Described anchor point primer, can also have the function of editor's primer concurrently, namely while as anchor point primer, and can also containing the mutating alkali yl needing to introduce to Sudden change region.
Described anchor point sequence, on the one hand can when building double chain mutation body library, and for designing the single-minded external primer is combined with strand mutant, another aspect also can be used as homologous recombination sequence, for the connection of mutant library and expression vector.When double chain mutation body is connected with carrier, does not advise using restriction enzyme site to carry out recombinant vectors, because the sudden change of height degeneracy is introduced, gene internal may be made to occur corresponding restriction enzyme site.
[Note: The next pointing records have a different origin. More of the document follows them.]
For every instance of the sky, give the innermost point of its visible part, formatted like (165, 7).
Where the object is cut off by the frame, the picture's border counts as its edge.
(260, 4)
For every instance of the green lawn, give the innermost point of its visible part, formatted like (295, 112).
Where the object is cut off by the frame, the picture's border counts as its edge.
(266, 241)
The mutating alkali yl that described needs are introduced in Sudden change region can be concrete base sequence, also can be degeneracy base sequence.
Described editor's primer and downstream anchor point primer, first adopt the 5 ' terminal hydroxy group of T4 polynueleotide kinase to primer to carry out phosphorylation reaction before use.
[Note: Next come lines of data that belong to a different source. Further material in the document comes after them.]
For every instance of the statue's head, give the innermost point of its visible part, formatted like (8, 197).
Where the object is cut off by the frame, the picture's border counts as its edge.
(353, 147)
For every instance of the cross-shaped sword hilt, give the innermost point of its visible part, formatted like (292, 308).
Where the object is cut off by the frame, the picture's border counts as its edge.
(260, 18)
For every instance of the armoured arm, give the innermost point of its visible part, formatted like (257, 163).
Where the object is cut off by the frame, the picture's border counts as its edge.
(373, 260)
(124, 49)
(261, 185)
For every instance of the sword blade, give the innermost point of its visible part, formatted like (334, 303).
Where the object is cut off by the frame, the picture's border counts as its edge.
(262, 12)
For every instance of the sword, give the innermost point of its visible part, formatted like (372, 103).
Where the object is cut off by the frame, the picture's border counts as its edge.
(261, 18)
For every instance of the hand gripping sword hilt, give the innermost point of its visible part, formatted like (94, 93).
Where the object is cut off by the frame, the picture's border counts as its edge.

3 ' and 5 ' terminal sequence oligonucleotide sequences mated completely with template of retaining 15-30bp respectively of described editor's primer.
The reaction process preparing strand mutant library is that DNA extension is connected the reaction synchronously carried out with DNA: upstream and downstream anchor point primer, editor's primer and template DNA, with suitable mixed in molar ratio, add archaeal dna polymerase and DNA ligase, reaction buffer.Mg in reaction buffer 2+concentration is 1-10mM, PCR annealing temperature be 40-66 DEG C, PCR elongating temperature be 65-72 DEG C, PCR reaction cycle number is 1-35.PCR primer comprise not to be used as after sex change is unwind the single stranded DNA of template, a large amount of single stranded DNAs of undergoing mutation, with the conjugate DNA chain of undergoing mutation being in double-stranded state of template.
In one embodiment of the invention, when preparing strand mutant library, identical with the mole number of the primer that template strand different positions combines.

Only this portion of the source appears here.